Gasp, Max e le discriminazioni del politicamente corretto

La questione è delicata, soprattutto in tempi in cui le parole viaggiano troppo in fretta

Gasp, Max e le discriminazioni del politicamente corretto

La questione è delicata, soprattutto in tempi in cui le parole viaggiano troppo in fretta. Lo «zingaro» con cui alcuni tifosi bergamaschi hanno insultato Vlahovic (pure ammonito per averli zittiti dopo il gol), è il solito caso di immensa stupidità umana e apre dibattito. Per questo Gian Piero Gasperini è finito per diventare, lui, razzista, per aver espresso la sua idea, letta solo in sintesi: «Il razzismo non va confuso con gli insulti». Detto così, la reazione globale è stata sdegnata, perché giustamente il fenomeno va condannato senza indugi e il codice comune vuole l'unanimità di sdegno. In realtà però il concetto del tecnico bergamasco era più ampio: «Non fatemi passare per quello che non sono: il razzismo è una cosa seria. L'insulto a Vlahovic è stata grave maleducazione, che io condanno. Come condanno i figli di... e i pezzi di m... Ma non era un insulto a una razza, visto che noi abbiamo per esempio Pasalic, abbiamo avuto Ilicic, e con le persone di Bergamo non ci sono mai stati problemi. Io sarò sempre e comunque contro i razzisti. Ma non si può fare di tutta un'erba un fascio e far passare tutti per delinquenti». È un'idea, sulla quale si può non essere d'accordo (e con Gasp spesso capita), ma che andrebbe discussa e non condannata a priori.
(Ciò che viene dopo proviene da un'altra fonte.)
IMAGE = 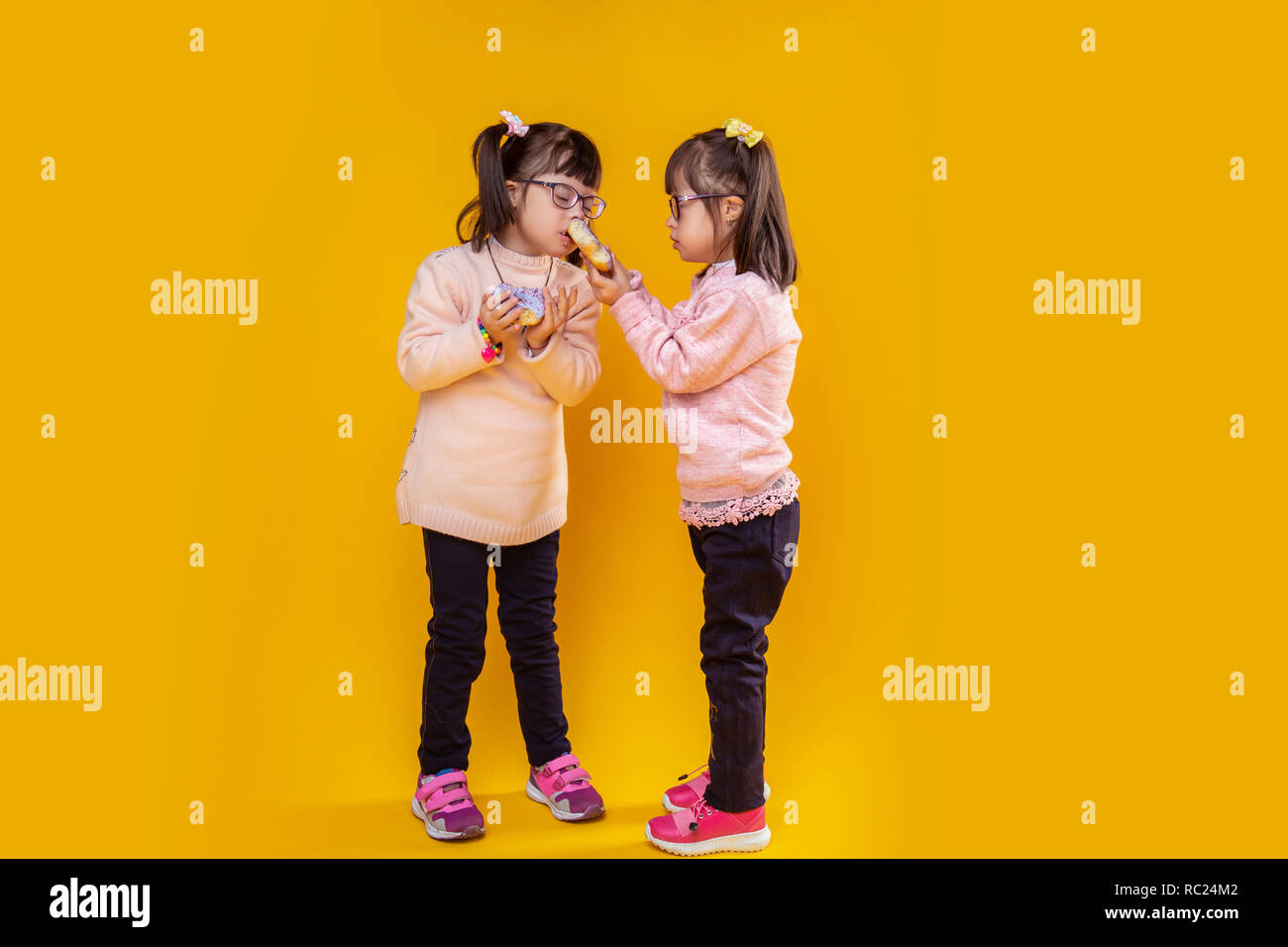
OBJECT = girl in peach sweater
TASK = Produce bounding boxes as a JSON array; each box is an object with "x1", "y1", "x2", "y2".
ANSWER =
[{"x1": 395, "y1": 111, "x2": 605, "y2": 839}]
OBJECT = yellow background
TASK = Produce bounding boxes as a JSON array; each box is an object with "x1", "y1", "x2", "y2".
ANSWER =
[{"x1": 0, "y1": 3, "x2": 1285, "y2": 858}]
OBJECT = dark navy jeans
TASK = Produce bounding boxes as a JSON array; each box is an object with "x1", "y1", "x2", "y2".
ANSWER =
[
  {"x1": 417, "y1": 527, "x2": 572, "y2": 773},
  {"x1": 690, "y1": 498, "x2": 802, "y2": 811}
]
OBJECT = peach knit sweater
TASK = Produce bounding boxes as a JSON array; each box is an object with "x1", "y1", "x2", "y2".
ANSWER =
[{"x1": 395, "y1": 237, "x2": 600, "y2": 545}]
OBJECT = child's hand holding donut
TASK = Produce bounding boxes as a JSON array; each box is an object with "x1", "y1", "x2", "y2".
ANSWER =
[
  {"x1": 583, "y1": 246, "x2": 631, "y2": 305},
  {"x1": 480, "y1": 290, "x2": 523, "y2": 351},
  {"x1": 528, "y1": 286, "x2": 577, "y2": 349}
]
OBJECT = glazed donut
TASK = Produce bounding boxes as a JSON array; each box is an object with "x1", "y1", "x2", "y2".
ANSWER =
[
  {"x1": 486, "y1": 282, "x2": 546, "y2": 326},
  {"x1": 568, "y1": 219, "x2": 613, "y2": 275}
]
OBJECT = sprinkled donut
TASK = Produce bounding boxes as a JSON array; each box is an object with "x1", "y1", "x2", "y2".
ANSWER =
[
  {"x1": 568, "y1": 219, "x2": 613, "y2": 274},
  {"x1": 486, "y1": 282, "x2": 546, "y2": 326}
]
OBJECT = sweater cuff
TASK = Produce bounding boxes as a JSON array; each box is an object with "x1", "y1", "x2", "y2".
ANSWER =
[
  {"x1": 471, "y1": 316, "x2": 509, "y2": 365},
  {"x1": 520, "y1": 331, "x2": 563, "y2": 365},
  {"x1": 608, "y1": 269, "x2": 649, "y2": 333}
]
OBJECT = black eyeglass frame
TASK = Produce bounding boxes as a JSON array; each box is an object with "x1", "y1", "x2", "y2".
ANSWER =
[
  {"x1": 667, "y1": 194, "x2": 747, "y2": 220},
  {"x1": 510, "y1": 177, "x2": 608, "y2": 220}
]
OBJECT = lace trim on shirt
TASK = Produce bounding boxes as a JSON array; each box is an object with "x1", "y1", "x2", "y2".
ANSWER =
[{"x1": 680, "y1": 468, "x2": 802, "y2": 527}]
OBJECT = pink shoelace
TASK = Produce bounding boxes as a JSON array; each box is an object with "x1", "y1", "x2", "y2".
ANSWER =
[{"x1": 690, "y1": 798, "x2": 716, "y2": 832}]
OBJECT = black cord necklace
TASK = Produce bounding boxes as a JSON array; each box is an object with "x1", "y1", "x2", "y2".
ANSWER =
[{"x1": 485, "y1": 237, "x2": 555, "y2": 286}]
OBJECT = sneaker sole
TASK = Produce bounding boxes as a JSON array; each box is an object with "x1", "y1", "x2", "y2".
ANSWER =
[
  {"x1": 662, "y1": 783, "x2": 769, "y2": 811},
  {"x1": 523, "y1": 783, "x2": 604, "y2": 822},
  {"x1": 644, "y1": 824, "x2": 769, "y2": 856},
  {"x1": 411, "y1": 797, "x2": 483, "y2": 841}
]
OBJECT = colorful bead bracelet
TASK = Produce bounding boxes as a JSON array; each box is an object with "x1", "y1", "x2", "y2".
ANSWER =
[{"x1": 480, "y1": 317, "x2": 505, "y2": 362}]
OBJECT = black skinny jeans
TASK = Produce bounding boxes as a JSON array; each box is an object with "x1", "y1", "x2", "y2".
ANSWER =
[
  {"x1": 690, "y1": 498, "x2": 802, "y2": 811},
  {"x1": 417, "y1": 527, "x2": 572, "y2": 773}
]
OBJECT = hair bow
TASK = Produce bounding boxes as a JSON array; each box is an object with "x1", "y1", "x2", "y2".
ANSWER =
[
  {"x1": 501, "y1": 108, "x2": 528, "y2": 138},
  {"x1": 724, "y1": 119, "x2": 765, "y2": 149}
]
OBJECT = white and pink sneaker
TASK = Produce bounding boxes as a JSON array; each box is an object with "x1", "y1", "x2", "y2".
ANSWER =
[
  {"x1": 662, "y1": 766, "x2": 769, "y2": 811},
  {"x1": 644, "y1": 798, "x2": 769, "y2": 856},
  {"x1": 524, "y1": 753, "x2": 604, "y2": 822}
]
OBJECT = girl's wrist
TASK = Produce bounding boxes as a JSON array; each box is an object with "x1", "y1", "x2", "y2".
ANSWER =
[{"x1": 478, "y1": 316, "x2": 505, "y2": 362}]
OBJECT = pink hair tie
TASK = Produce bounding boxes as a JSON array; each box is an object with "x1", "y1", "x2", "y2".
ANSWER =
[{"x1": 501, "y1": 108, "x2": 528, "y2": 138}]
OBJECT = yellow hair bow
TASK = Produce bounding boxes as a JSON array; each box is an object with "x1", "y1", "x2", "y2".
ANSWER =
[{"x1": 724, "y1": 119, "x2": 765, "y2": 149}]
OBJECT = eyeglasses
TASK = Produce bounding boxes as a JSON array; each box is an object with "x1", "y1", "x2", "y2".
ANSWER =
[
  {"x1": 671, "y1": 194, "x2": 747, "y2": 220},
  {"x1": 512, "y1": 177, "x2": 608, "y2": 220}
]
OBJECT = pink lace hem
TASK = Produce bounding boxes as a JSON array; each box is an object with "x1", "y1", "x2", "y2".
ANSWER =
[{"x1": 680, "y1": 468, "x2": 802, "y2": 528}]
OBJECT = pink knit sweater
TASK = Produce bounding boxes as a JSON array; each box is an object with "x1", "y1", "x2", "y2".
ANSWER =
[
  {"x1": 395, "y1": 237, "x2": 600, "y2": 545},
  {"x1": 609, "y1": 261, "x2": 802, "y2": 524}
]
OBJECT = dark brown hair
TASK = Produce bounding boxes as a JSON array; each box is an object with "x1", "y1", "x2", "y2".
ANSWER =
[
  {"x1": 456, "y1": 121, "x2": 602, "y2": 266},
  {"x1": 666, "y1": 128, "x2": 798, "y2": 290}
]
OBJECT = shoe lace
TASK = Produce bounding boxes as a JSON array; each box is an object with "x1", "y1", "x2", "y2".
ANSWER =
[{"x1": 690, "y1": 798, "x2": 715, "y2": 832}]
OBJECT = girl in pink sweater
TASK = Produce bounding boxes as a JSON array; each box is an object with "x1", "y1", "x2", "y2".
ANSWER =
[
  {"x1": 395, "y1": 112, "x2": 606, "y2": 839},
  {"x1": 587, "y1": 119, "x2": 802, "y2": 854}
]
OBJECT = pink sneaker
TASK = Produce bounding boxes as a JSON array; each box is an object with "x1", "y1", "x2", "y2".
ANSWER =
[
  {"x1": 662, "y1": 766, "x2": 769, "y2": 811},
  {"x1": 411, "y1": 770, "x2": 483, "y2": 841},
  {"x1": 644, "y1": 798, "x2": 769, "y2": 856},
  {"x1": 524, "y1": 753, "x2": 604, "y2": 822}
]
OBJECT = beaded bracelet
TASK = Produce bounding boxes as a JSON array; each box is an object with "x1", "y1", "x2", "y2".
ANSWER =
[{"x1": 480, "y1": 317, "x2": 505, "y2": 362}]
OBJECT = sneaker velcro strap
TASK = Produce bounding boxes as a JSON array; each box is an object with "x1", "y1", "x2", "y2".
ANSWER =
[
  {"x1": 425, "y1": 786, "x2": 471, "y2": 809},
  {"x1": 555, "y1": 767, "x2": 590, "y2": 789},
  {"x1": 416, "y1": 770, "x2": 471, "y2": 809},
  {"x1": 546, "y1": 753, "x2": 580, "y2": 773}
]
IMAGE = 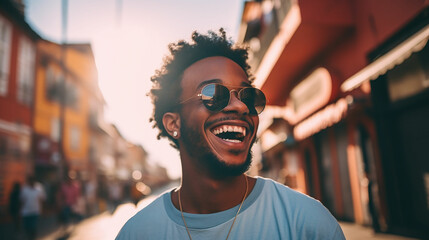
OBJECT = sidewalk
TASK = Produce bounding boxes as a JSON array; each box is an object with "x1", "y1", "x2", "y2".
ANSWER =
[{"x1": 340, "y1": 222, "x2": 415, "y2": 240}]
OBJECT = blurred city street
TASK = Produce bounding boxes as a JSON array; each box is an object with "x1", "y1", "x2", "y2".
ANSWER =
[
  {"x1": 0, "y1": 0, "x2": 429, "y2": 240},
  {"x1": 0, "y1": 182, "x2": 413, "y2": 240}
]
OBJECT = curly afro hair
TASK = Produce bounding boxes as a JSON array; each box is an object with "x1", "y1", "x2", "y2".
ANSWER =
[{"x1": 149, "y1": 28, "x2": 253, "y2": 148}]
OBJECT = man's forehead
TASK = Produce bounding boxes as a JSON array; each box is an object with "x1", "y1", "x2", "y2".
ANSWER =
[{"x1": 182, "y1": 56, "x2": 247, "y2": 88}]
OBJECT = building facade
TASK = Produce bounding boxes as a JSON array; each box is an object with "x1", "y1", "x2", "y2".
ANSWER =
[
  {"x1": 0, "y1": 1, "x2": 40, "y2": 215},
  {"x1": 239, "y1": 0, "x2": 429, "y2": 237}
]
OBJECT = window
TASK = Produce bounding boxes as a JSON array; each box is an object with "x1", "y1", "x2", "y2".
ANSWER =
[
  {"x1": 17, "y1": 38, "x2": 36, "y2": 105},
  {"x1": 51, "y1": 118, "x2": 61, "y2": 142},
  {"x1": 0, "y1": 16, "x2": 12, "y2": 96}
]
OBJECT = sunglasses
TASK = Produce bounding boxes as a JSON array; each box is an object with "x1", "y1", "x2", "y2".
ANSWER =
[{"x1": 181, "y1": 83, "x2": 266, "y2": 115}]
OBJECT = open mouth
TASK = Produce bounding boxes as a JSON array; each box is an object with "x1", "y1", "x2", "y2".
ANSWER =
[{"x1": 211, "y1": 125, "x2": 246, "y2": 143}]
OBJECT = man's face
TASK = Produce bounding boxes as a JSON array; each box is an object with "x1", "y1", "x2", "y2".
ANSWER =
[{"x1": 176, "y1": 57, "x2": 259, "y2": 176}]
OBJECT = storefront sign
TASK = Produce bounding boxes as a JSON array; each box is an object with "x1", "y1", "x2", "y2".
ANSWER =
[{"x1": 293, "y1": 98, "x2": 348, "y2": 141}]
Perfino Allegri, il tecnico di Vlahovic, ha detto che «è inutile fermare le partite: in questi casi si dovrebbe tirare dritto, poi chi deve punire giustamente punisca». In tanti anni di sdegno e di «respect» purtroppo i risultati sono modesti, e quindi forse il politically correct non funziona più, almeno secondo il calcio. Serve altro? Parliamone. Ma sul serio.